Feu vert pour la réorganisation de l'information à la RTBF

Jean-Paul Philippot, administrateur général de la RTBF ©Photo News

Après avoir frôlé la crise cet automne, direction et journalistes du service audiovisuel public se sont accordés sur la manière de mieux faire fonctionner la rédaction.

La Société des Journalistes (SDJ) et la direction de la RTBF se sont mis d’accord sur la réorganisation de la rédaction. On se souvient qu'en octobre, la SDJ (plus de 300 journalistes) avait adressé un courrier musclé à l'administrateur général, Jean-Paul Philippot, dénonçant l'échec du plan de transformation de la rédaction, un an après sa mise en oeuvre.

+ de 300
journalistes
La rédaction de la RTBF compte plus de 300 journalistes

Ce plan avait pour objectif d’instaurer un fonctionnement plus transversal entre les TV, radio et web. Las, ce plan a désorganisé la rédaction et a entraîné une surcharge de travail et des congés maladie.
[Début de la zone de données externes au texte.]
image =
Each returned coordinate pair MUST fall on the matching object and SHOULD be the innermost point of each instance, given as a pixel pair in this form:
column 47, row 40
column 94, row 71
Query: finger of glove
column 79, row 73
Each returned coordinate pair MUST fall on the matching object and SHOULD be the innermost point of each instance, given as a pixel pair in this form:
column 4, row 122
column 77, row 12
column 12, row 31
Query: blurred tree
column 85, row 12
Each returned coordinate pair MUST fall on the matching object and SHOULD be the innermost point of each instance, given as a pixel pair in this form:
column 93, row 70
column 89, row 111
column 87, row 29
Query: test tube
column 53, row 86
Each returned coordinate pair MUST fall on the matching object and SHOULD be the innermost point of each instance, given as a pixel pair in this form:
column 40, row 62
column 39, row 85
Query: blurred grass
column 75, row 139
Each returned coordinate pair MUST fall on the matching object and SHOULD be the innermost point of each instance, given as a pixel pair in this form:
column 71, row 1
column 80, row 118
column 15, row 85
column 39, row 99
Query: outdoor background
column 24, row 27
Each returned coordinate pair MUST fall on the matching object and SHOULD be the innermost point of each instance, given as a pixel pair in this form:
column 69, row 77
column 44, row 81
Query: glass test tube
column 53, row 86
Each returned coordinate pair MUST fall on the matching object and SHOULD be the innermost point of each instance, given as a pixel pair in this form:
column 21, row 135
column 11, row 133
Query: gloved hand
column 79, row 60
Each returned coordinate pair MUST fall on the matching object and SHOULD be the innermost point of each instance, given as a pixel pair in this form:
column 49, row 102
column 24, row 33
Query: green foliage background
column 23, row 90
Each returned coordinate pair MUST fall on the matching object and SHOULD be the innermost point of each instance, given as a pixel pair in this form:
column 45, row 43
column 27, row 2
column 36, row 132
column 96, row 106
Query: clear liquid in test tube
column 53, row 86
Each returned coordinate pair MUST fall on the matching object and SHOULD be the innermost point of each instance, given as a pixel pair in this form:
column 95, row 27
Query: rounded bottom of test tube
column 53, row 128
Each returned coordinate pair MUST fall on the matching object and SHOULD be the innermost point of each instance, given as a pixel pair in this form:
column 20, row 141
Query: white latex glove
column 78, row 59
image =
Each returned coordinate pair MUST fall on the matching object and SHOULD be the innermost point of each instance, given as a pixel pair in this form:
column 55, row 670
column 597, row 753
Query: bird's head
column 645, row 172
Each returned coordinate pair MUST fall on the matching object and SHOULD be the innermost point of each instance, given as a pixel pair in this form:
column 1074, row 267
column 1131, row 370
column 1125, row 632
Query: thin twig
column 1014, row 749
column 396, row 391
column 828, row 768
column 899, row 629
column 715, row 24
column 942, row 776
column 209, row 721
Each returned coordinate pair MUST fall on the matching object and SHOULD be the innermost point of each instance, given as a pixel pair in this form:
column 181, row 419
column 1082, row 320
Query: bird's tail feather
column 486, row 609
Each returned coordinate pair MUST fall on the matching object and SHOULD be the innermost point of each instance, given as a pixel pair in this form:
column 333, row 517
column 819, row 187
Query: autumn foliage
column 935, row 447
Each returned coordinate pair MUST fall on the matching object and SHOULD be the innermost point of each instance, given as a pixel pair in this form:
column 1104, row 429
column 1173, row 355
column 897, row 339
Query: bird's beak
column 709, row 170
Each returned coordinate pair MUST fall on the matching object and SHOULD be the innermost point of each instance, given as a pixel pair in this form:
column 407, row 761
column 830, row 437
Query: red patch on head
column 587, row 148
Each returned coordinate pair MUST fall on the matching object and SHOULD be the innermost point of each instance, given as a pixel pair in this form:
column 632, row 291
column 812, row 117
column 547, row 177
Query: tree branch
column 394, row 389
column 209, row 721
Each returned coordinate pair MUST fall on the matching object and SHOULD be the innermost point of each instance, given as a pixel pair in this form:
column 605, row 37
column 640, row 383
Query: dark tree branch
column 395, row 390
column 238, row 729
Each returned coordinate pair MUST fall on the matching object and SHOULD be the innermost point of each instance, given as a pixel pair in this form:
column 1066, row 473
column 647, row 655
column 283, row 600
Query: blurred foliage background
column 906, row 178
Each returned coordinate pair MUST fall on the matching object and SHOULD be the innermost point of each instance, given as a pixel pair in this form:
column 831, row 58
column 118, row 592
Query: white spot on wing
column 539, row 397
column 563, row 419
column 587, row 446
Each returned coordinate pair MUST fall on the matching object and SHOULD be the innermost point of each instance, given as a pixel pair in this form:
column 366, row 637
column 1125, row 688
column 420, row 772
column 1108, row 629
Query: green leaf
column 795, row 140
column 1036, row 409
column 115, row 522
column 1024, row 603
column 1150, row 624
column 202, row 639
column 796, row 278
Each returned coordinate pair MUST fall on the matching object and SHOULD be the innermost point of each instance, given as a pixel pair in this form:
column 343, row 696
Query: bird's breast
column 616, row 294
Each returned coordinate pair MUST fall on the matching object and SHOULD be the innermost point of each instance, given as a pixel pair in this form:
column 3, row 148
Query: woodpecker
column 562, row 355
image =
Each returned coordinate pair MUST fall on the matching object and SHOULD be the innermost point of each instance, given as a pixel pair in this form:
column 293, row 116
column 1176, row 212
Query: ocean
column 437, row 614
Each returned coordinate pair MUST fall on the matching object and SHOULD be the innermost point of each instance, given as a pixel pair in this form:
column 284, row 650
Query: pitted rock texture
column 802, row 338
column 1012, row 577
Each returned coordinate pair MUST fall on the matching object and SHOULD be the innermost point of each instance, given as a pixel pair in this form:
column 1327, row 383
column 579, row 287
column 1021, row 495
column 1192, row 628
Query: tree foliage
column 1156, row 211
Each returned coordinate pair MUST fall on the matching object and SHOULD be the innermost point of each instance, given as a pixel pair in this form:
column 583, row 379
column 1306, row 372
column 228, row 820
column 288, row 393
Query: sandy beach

Ce qui poussa la SDJ à déposer une motion de défiance envers la direction, ultimatum à la clé: si aucune amélioration n’intervenait pour le 11 décembre ils déclencheraient des actions.

Puis, les choses se calmèrent, la direction fit preuve d’ouverture et organisa des réunions de travail via un "groupe des dix". Comme prévu, une première évaluation a eu lieu la semaine dernière. Elle a été votée positivement par la majorité des membres de la SDJ.

Concrètement, les grands principes ne changent pas. Il s’agit toujours de produire l’info dans une approche à 360 degrés (un journaliste doit être capable de travailler pour la télé, la radio et le web), la stratégie éditoriale doit être adaptée à tous les publics et les moyens sont stabilisés, alors qu’à l’époque certains évoquaient un plan d’économies caché.

Trois pôles

En revanche, la fonction de "managers info 360 degrés" disparaît. Ces cinq personnes étaient chargées de toute l'info produite au quotidien sur toutes les plateformes. "C’était une sorte de dispatching qui avait pour conséquence de transformer les journalistes en simples pions susceptibles de traiter de tous les sujets, explique un journaliste, si la polyvalence a ses vertus, ce système bridait les expertises de chacun." Retour donc à un système plus classique en trois pôles spécialisés: Belgique, international et société.

Jean-Paul Philippot n’avait pas d’autre choix que de lâcher du lest

Dans un courrier interne dont L’Echo a pris connaissance, Jean-Paul Philippot félicite ses équipes pour leur engagement. Du côté de la SDJ, on salue l’ouverture de la direction qui a joué le jeu, sans tabou, même si tout est loin d’être parfait et que le processus est amené à évoluer.

Certains ne manquent cependant pas d’observer que Jean-Paul Philippot n’avait pas d’autre choix que de lâcher du lest. En pleine procédure de reconduction de son mandat, gangrenée par l’affaire de son salaire, ce n’était pas le moment de se mettre à dos la puissante rédaction.